With a massive budget allocation, the US Army took the opportunity to develop a new type of helicopter that could scout dangerous enemy territories and, simultaneously, protect itself from attacks by being equipped with the necessary armaments. Thus, in the quest for building this “could do more with less” platform, they’ve launched the Light Helicopter Experimental (LHX) program.

The program also sought to replace the Army’s aging Bell OH-58 Kiowa and Hughes OH-6 Cayuse with more survivable capabilities that could evade its air- and surface-to-air attacks.

Many manufacturers submitted their designs, but only the futuristic RAH-66 (Reconnaissance Attack Helicopter) by Boeing-Sikorsky made it through. They were awarded a whopping initial budget of about $3 billion in 1991 and were expected to deliver six prototypes, of which only two were produced.

In keeping with the Army tradition of naming helicopters for Native American tribes, the “Comanche” conformed to the design requirements of the Army to carry out both light attack and scouting roles, all while ensuring that it could evade and survive counterattacks.

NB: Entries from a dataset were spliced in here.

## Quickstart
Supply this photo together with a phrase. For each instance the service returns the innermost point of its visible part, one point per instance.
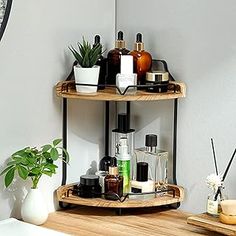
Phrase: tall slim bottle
(157, 161)
(142, 60)
(113, 58)
(102, 63)
(123, 162)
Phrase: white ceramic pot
(34, 209)
(86, 76)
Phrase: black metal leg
(64, 144)
(64, 136)
(175, 140)
(128, 112)
(107, 129)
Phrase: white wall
(33, 58)
(197, 39)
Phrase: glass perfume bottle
(113, 184)
(213, 201)
(142, 184)
(113, 58)
(157, 161)
(142, 60)
(102, 63)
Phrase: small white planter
(86, 76)
(34, 209)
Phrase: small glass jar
(213, 201)
(89, 186)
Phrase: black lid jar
(89, 186)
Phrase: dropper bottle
(142, 59)
(102, 63)
(114, 56)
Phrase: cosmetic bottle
(89, 186)
(113, 184)
(123, 130)
(126, 77)
(157, 161)
(142, 184)
(142, 60)
(123, 160)
(102, 63)
(113, 58)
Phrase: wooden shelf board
(109, 94)
(128, 203)
(211, 223)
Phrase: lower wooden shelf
(211, 223)
(64, 195)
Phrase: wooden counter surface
(86, 221)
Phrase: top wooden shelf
(66, 89)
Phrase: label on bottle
(212, 207)
(124, 170)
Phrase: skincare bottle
(113, 58)
(126, 77)
(157, 161)
(123, 161)
(113, 184)
(102, 63)
(123, 130)
(142, 184)
(142, 60)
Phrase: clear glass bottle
(157, 161)
(213, 201)
(113, 184)
(113, 58)
(142, 184)
(102, 63)
(142, 60)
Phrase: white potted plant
(86, 71)
(31, 163)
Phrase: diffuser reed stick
(225, 173)
(214, 155)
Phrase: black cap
(142, 171)
(151, 140)
(89, 180)
(97, 39)
(120, 35)
(113, 162)
(138, 38)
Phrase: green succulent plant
(87, 55)
(32, 162)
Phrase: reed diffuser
(216, 183)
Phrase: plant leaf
(9, 177)
(54, 154)
(56, 141)
(23, 172)
(7, 169)
(49, 173)
(46, 147)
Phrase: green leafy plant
(32, 162)
(87, 55)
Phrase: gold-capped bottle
(142, 60)
(113, 57)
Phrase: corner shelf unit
(66, 90)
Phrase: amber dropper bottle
(113, 57)
(102, 63)
(142, 60)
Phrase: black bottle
(102, 63)
(113, 58)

Its overall concept included sneaking undetected into enemy airspace and locating ground targets that could either be destroyed using its onboard weapons or neutralized using a more powerful helicopter like the AH-64 Apache, artillery, or close air support like the A-10 Thunderbolt II. The Comanche would be a set of electronic eyes data linked to other air and ground forces in real-time.

Since most of its missions involve extensive loitering near or past the front lines, exposing it to air and ground attack, the RAH-66 needed to be sneakier and quieter than its predecessor, there were a variety of methods employed to make the Comanche “stealthy” in the sense of the word in the 1980s.

This groundbreaking technology would eventually flourish on contemporary fixed-wing aircraft today like the Air Force’s F-35 Lightning. But at that time, stealth tech used in the RAH-66 , piqued the interest of the Army.

“To ensure decisive victory and a minimum loss of American lives, our fighting men and women must be equipped with state-of-the-art weapons that will give them an overwhelming advantage. The Comanche helicopters will provide the United States Army with that kind of advantage,” stated in its promotional film, circa late 1990 to early 2000s.